Dan ternyata Aksa juga berubah pikiran. Ia membawanya turut serta dalam rapat. Nadira mendadak tidak enak badan. Maka dirinyalah yang menggantikan Nadira. Namun karena ia terus menatap ayahnya selama meeting, ia jadi kehilangan konsentrasi. Akibatnya pekerjaannya bersalahan.

"Kamu kalau kerja jangan bengong melulu bisa tidak? Lihat, ini kan laporan keuangan tahun lalu? Yang saya minta kan laporan keuangan tahun ini? Kalau kerja otaknya diberdayakan dong?" Suara bentakan Aksa membuat semua peserta rapat memandang kepada Lia.

"Maaf, saya akan segera membawakan laporan keuangan yang terbaru." Lia berjalan keluar dengan mata berair. Ia tahu kalau dirinya salah. Namun tidak seharusnya Aksa bersikap sekasar itu padanya, di hadapan orang banyak. Kalau tidak demi ayahnya, betapa inginnya Lia meninggalkan tempat terkutuk ini.

Sementara itu, Aksa terdiam kala menatap mata Lia yang berair. Ia merasa sudah keHatinya merasa tidak enak saat melihat kata-kata yang diucapkan dengan bibir gemetar dan air mata yang nyaris berlinang di pipi sekretarisnya. Dalam hati Aksa sedikit menyesal telah kehilangan kontrol memarahi begitu kasar di hadapan semua orang. 

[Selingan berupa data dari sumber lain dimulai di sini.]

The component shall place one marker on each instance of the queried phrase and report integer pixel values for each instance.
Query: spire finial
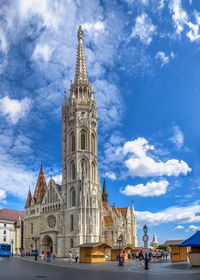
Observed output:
(80, 33)
(65, 97)
(81, 71)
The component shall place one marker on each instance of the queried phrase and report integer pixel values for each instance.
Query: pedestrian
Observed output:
(76, 257)
(48, 256)
(70, 257)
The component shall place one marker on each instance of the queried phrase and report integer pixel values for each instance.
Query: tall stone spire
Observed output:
(81, 88)
(81, 75)
(104, 193)
(40, 187)
(28, 200)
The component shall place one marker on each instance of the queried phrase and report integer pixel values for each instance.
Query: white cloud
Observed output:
(92, 27)
(14, 109)
(163, 58)
(142, 165)
(42, 52)
(150, 189)
(2, 196)
(179, 227)
(193, 228)
(179, 15)
(178, 214)
(111, 175)
(144, 29)
(178, 137)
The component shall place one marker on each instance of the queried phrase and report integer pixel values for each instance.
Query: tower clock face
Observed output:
(51, 221)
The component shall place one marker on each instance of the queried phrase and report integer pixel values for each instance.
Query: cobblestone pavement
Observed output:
(27, 269)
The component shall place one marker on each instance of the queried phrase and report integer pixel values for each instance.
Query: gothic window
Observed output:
(72, 142)
(73, 171)
(73, 197)
(72, 222)
(93, 144)
(83, 140)
(83, 167)
(93, 172)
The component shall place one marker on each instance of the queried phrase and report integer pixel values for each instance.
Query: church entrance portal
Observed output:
(47, 244)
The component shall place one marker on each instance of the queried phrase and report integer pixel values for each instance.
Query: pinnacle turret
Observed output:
(81, 70)
(29, 198)
(104, 192)
(40, 187)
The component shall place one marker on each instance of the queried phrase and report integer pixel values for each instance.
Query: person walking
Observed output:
(70, 257)
(48, 256)
(76, 257)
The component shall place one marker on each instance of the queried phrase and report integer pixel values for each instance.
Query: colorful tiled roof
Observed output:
(40, 187)
(123, 211)
(108, 220)
(28, 200)
(106, 208)
(115, 211)
(11, 215)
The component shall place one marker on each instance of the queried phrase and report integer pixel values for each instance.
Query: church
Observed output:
(59, 218)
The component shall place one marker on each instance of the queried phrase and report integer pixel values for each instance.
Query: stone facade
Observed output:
(77, 212)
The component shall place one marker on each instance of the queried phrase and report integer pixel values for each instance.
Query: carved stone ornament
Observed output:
(51, 221)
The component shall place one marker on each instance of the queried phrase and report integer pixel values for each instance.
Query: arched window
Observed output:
(83, 167)
(72, 142)
(73, 197)
(83, 140)
(73, 171)
(72, 222)
(93, 144)
(93, 172)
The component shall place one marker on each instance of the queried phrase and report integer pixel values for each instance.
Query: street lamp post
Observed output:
(35, 238)
(119, 240)
(145, 239)
(12, 245)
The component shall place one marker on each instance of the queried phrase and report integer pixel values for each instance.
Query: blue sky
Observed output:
(143, 61)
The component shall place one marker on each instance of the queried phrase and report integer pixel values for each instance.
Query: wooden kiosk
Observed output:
(115, 251)
(194, 243)
(93, 252)
(178, 254)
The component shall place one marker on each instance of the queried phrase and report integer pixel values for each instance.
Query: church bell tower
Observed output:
(80, 182)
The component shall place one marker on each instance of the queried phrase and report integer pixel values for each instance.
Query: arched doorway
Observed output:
(47, 243)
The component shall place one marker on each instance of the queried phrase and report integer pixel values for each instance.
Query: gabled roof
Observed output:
(29, 199)
(123, 211)
(11, 215)
(173, 242)
(115, 211)
(40, 187)
(108, 220)
(192, 241)
(95, 244)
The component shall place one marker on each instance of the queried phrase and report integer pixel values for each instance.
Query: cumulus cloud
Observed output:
(14, 109)
(142, 165)
(150, 189)
(193, 228)
(111, 175)
(2, 196)
(163, 58)
(178, 137)
(179, 227)
(178, 214)
(144, 29)
(179, 15)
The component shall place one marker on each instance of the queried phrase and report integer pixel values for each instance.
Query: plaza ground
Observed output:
(25, 268)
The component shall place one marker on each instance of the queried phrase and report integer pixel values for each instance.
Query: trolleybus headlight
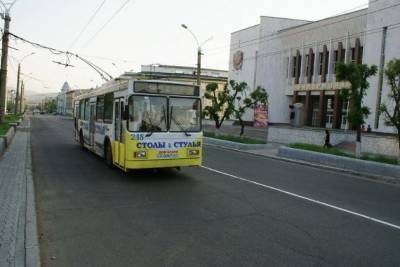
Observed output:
(140, 154)
(194, 152)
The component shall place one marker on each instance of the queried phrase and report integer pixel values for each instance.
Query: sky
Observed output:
(125, 34)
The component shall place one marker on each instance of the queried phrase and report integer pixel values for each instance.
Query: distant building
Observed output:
(183, 74)
(294, 60)
(65, 99)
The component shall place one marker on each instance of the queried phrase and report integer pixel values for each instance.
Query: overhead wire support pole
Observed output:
(99, 70)
(199, 52)
(4, 57)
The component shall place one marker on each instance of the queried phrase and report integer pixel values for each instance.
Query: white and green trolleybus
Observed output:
(139, 124)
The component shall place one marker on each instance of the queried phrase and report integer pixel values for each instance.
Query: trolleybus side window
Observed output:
(100, 108)
(108, 107)
(87, 109)
(184, 114)
(147, 113)
(81, 109)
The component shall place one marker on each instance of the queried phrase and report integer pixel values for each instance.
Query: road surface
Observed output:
(238, 210)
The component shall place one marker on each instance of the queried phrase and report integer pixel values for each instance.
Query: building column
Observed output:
(322, 109)
(347, 52)
(298, 65)
(330, 64)
(337, 110)
(316, 63)
(295, 97)
(303, 65)
(357, 51)
(324, 63)
(308, 109)
(290, 68)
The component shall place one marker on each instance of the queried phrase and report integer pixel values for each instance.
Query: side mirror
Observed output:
(125, 114)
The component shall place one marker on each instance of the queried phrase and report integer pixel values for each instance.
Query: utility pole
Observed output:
(198, 66)
(3, 71)
(21, 100)
(199, 45)
(17, 91)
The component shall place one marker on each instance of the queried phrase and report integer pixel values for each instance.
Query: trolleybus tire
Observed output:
(108, 154)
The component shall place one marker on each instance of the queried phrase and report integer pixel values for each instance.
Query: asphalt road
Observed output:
(90, 215)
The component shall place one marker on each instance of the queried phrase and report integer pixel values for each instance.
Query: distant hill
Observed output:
(36, 98)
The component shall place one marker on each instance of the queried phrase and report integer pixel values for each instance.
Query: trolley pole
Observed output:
(3, 71)
(198, 66)
(17, 91)
(21, 100)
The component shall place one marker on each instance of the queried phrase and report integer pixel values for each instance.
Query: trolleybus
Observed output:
(139, 124)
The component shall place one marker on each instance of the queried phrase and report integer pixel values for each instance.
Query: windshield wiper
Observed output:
(179, 124)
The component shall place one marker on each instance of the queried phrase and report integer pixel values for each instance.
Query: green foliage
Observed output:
(357, 75)
(320, 149)
(232, 101)
(392, 114)
(49, 106)
(238, 139)
(258, 97)
(10, 106)
(4, 128)
(220, 108)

"Maaf Pak Aksa, dokumen itu bukan Bu Lia yang menyiapkan, tapi saya. Saya yang kurang teliti melihat tanggal dokumen. Saya minta maaf, Pak." 

Aksa terdiam melihat Nadira meminta maaf dengan wajah pias dan sorot mata ketakutan. Astaga, dia telah memaki orang yang tidak bersalah sama sekali hanya karena merasa cemburu. Eh Cemburu? Karena apa? Dia sendiri pun tidak bisa menjawab nya.